Jim Wentz, chief financial officer, said Medical Center leadership also made the right choice in tapping Chou.

“We were looking for a visionary leader who had the experience and expertise to build on the success we have achieved over the past few years,” Wentz said. “It took us over six months and we literally went halfway around the world to find David.

“But he was more than worth the wait . . . UMMC has heavily invested in IT infrastructure and solutions over the past few years, and David’s job will be to get the most of that investment.”

That investment includes the 2012 implementation of Epic, the Medical Center’s electronic health records system, and the institution’s recent conversion to the DataArk legacy data system. Although the new EHR system has had its challenges, Chou has been impressed by how Division of Information Systems staff has addressed them.

“The team has gone through a tremendous change with the installation of Epic,” he said. “Obviously, with anything of that size, there will be problems. But it is installed and the team is a solid team here that has gotten some national recognition they’ve never gotten before. (See accompanying chart.)

“We are making progress and I think we should recognize that.”

Chou said it’s equally important to recognize that the Medical Center shouldn’t rest on its laurels.

“The industry is changing, and the department needs to adapt to those cutting-edge changes,” he said. “We need to make our department world-class.
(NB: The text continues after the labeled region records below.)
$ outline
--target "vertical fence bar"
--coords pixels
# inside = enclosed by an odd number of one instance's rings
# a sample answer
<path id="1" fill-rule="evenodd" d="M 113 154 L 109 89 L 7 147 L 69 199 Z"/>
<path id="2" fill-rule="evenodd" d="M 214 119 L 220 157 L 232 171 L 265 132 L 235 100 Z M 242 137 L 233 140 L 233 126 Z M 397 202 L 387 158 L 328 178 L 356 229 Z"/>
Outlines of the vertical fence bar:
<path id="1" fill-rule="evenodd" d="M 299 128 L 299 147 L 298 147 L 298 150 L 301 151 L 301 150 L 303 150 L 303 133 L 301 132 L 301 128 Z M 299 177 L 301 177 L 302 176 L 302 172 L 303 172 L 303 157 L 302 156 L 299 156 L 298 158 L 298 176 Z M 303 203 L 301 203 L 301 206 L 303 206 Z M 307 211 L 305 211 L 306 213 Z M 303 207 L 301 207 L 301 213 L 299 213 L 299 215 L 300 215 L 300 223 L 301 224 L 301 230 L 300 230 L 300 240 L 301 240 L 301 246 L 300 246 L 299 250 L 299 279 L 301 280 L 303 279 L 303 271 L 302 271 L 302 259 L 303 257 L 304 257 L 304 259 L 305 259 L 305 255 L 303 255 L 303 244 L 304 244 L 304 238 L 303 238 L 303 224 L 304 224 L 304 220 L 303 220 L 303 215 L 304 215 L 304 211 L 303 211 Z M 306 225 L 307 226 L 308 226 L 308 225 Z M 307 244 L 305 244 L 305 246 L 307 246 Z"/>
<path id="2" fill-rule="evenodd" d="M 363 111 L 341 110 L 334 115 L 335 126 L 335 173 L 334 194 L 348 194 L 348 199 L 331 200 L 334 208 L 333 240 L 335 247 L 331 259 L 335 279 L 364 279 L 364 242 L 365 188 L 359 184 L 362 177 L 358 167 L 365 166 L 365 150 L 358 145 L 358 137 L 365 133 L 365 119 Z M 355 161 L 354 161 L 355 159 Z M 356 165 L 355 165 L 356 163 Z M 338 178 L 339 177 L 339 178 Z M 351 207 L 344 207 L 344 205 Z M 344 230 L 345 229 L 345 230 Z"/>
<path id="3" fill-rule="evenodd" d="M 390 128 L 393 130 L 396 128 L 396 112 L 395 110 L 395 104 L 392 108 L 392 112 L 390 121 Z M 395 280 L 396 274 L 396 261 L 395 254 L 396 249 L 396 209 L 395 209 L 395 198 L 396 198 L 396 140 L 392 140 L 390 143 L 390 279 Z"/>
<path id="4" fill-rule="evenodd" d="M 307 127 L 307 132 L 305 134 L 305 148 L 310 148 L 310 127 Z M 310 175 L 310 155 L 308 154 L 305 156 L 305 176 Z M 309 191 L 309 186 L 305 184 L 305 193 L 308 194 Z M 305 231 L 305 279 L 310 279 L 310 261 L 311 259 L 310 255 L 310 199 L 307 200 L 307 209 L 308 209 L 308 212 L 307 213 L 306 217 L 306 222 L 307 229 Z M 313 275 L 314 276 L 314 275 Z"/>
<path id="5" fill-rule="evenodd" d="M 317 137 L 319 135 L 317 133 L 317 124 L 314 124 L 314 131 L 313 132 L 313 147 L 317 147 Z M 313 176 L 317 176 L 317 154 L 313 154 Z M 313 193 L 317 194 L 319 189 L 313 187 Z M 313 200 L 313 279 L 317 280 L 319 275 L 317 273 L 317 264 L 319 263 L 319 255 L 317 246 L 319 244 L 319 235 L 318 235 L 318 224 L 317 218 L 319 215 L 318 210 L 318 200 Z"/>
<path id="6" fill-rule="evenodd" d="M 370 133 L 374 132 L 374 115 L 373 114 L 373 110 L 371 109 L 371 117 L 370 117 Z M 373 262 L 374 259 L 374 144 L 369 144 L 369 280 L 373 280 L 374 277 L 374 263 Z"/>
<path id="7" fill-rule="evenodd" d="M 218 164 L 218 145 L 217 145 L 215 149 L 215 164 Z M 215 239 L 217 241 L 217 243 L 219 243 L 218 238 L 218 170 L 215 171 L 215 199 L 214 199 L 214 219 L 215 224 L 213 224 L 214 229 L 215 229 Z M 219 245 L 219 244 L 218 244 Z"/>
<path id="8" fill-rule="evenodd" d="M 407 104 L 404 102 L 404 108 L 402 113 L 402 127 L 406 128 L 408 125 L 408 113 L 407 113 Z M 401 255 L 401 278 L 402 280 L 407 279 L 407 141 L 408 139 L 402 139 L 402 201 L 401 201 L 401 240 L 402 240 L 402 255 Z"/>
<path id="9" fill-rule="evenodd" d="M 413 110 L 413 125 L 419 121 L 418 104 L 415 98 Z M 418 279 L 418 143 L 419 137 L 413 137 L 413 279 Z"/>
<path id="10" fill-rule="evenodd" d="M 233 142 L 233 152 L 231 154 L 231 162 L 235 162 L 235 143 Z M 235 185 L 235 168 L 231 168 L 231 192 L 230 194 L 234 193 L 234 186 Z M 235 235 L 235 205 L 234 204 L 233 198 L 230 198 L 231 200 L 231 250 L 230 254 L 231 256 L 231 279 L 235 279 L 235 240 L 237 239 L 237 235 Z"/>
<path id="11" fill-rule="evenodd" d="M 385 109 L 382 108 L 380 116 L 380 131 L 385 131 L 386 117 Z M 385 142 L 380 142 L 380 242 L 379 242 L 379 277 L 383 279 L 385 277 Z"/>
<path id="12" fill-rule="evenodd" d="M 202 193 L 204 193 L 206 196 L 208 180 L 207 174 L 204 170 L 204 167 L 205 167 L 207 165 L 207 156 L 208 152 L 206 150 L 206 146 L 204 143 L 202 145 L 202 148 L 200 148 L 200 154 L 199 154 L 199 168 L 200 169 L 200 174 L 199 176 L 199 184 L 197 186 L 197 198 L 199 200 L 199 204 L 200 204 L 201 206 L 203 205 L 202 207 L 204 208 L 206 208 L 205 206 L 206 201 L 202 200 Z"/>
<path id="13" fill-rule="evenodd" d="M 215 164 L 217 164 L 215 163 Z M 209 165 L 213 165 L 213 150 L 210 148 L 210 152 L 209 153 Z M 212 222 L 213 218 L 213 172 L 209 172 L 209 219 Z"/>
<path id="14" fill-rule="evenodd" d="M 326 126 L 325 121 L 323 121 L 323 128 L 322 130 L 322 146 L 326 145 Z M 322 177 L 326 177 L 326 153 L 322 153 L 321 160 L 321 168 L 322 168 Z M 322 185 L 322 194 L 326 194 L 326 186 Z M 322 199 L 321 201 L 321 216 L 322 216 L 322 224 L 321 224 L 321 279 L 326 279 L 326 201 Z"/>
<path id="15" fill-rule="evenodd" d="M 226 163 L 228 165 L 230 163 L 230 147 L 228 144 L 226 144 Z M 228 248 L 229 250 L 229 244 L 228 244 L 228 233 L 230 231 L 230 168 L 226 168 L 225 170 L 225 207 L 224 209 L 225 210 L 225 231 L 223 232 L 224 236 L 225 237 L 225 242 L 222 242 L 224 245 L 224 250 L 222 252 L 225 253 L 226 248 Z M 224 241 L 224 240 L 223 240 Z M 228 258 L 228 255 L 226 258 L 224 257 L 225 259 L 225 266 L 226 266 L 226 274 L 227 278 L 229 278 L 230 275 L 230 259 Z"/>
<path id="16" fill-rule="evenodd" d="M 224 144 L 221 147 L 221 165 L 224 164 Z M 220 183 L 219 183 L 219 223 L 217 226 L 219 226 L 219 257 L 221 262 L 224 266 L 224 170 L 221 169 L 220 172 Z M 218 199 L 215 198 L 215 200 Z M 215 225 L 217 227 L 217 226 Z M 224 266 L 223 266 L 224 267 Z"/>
We need to get to the point where we’re sustainable, where we can expand and grow.

“We need to change the mentality of our staff, We’ve got to be the best – not just in Mississippi, but in the U.S. and globally.”   

The most valuable attribute Chou said he brings to the Medical Center is the ability to think creatively while addressing difficult issues.

“I think ‘out of the box,’ and that has been a tremendous help in solving problems,” he said. “I pride myself in being a problem-solver. I’m open to different ideas and that helps in terms of collaboration.

“I’m fortunate in that at the start of my career, I’ve been surrounded by leaders who have let me move around and explore and come to understand the way hospital systems work.”

What works best, and what he intends to instill among DIS employees, is a sense of responsibility and teamwork.

“We have a good team here; everyone’s trying to accomplish the mission of serving the community,” he said. “I’m really happy with the colleagues I have here – they’ve shown tremendous support and I think they will be good to work with. We just need to make sure they know what our strategy is. Once we set the direction and set the high metrics to achieve, we’ll get there.

“It’s an exciting time for the organization. We’re growing, expanding and I think we’re on a different level than where this place has been before.”

Recent UMMC DIS accolades

Recent accolades garnered by the Division of Information Systems include:

•  The Medical Center was ranked No. 226 on Information Week’s list of innovative users of business technology;

•  The Medical Center was listed among the nation’s Most Wired hospitals according to results of the 2013 Health Care’s Most Wired Survey in the July issue of Hospitals and Health Networks magazine; and

•  David Chou, chief information officer, and Dr. John Showalter, assistant professor of medicine and chief health information officer, each received the Up and Coming Health Information Technology Award from Health Data Management magazine.